Install Ubuntu 12.10 Quantal Quetzal on MacBook Pro 10,1 (Retina) [SOLVED]
Today I got my macbook pro 10,1 — first thing you do? Install Linux, of course. Actually quite easy, but there are also a few pitfalls - I try to sum this up! This guide comes with absolutely no warranty, so if you crash something, you are on your own. This guide is intended to work with 12.10 but also works with 12.04 (Ubuntu Precise).
Okay, fire up your macbook and check the following: You will need to install rEFIt , a boot menu and maintenance toolkit for EFI-based machines. When I installed rEFIt for the first time I had FileVault enabled ... so installing rEFIt won't work out of the box! rEFIt simply won't show up, because FileVault creates an additional (encrypted?) boot partition — the default mpkg-installer won't recognize (at least in my case) that partition.
You may try to install rEFIt manually on a (encryped?) partition but I haven't tested this yet. You may turn off FileVault (as depicted above), if you don't rely on it.
Fire up Disk Utility , the first thing you need to do is to resize your MacOS partition. I have a 256 GB SDD, so I decided to split the SSD — 125 GB for OSX and 125 GB for Linux.
Firstly, you will need to select your HDD and set '2 Partitions' in the layout panel.

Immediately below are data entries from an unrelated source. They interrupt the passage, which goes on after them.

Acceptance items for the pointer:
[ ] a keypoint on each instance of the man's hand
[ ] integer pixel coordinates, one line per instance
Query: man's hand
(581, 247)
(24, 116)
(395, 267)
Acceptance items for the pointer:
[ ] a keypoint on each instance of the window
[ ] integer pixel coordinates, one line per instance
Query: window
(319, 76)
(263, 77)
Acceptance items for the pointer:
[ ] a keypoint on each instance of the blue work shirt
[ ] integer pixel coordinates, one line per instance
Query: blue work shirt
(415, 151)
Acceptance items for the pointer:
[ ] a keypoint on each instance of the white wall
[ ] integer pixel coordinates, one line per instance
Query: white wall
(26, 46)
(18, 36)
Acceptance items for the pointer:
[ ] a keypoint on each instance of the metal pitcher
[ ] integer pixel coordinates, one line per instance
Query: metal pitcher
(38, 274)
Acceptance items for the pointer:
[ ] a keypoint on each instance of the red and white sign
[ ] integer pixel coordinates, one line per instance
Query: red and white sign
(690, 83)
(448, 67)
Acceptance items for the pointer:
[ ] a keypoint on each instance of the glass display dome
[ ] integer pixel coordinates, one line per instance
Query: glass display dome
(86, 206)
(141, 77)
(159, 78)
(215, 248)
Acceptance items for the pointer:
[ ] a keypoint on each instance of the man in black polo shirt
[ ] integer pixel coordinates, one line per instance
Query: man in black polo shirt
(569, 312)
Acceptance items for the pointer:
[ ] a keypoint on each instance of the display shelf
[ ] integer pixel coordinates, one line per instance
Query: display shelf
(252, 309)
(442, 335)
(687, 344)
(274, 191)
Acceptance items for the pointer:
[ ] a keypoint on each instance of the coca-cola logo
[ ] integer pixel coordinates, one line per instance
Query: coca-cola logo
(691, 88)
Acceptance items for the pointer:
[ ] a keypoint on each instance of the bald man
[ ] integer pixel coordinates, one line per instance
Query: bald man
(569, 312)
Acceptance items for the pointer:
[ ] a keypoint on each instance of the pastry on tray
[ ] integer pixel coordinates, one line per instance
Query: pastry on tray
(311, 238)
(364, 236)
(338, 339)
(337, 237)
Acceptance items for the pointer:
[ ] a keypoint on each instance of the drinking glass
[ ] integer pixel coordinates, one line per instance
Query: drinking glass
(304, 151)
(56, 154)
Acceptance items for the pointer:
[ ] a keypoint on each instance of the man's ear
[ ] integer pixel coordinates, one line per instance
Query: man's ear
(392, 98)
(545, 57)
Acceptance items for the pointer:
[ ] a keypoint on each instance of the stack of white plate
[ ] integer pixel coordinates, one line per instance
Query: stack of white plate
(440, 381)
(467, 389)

The format should be 'Free space' the Ubuntu installer will easily recognize it later on. As soon as you have set this up, hit apply.
Next step — install rEFIt. You just need to download  it, and use the mpkg-installer. Now, reboot your system, you should see the 'new' rEFIt boot screen.
USB drive with Ubuntu on it!
Download Ubuntu! Note: You will need the ubuntu-12.10-desktop-amd64+mac.iso iso file, NOT the 'normal' one. Here's a list of files . You have downloaded the iso, convert it into an img file, here's how this goes (open a terminal on your macbook):
hdiutil convert -format UDRW -o /path/to/converted-ubuntu.iso /path/to/ubuntu-12.10-desktop-amd64+mac.iso
Done so far.
Okay, go on! Your usb drive should be at least have 1GB space. Again, you will need the Disk Utility, so start it and select the usb drive (note: Ubuntu StartUp-Disk-Creator won't work here). Select '1 Partition' and 'MacOS Extended (Journaled)' in the file system panel as depicted below, now hit apply.
You have your usb drive partitioned eventually — it's time to get Ubuntu on it. Therefore, you can use 'dd' in the MacOS terminal. How do you find your usb drive in the terminal? For instance, that's my usb drive, you can identify it based on it's size, use diskutil.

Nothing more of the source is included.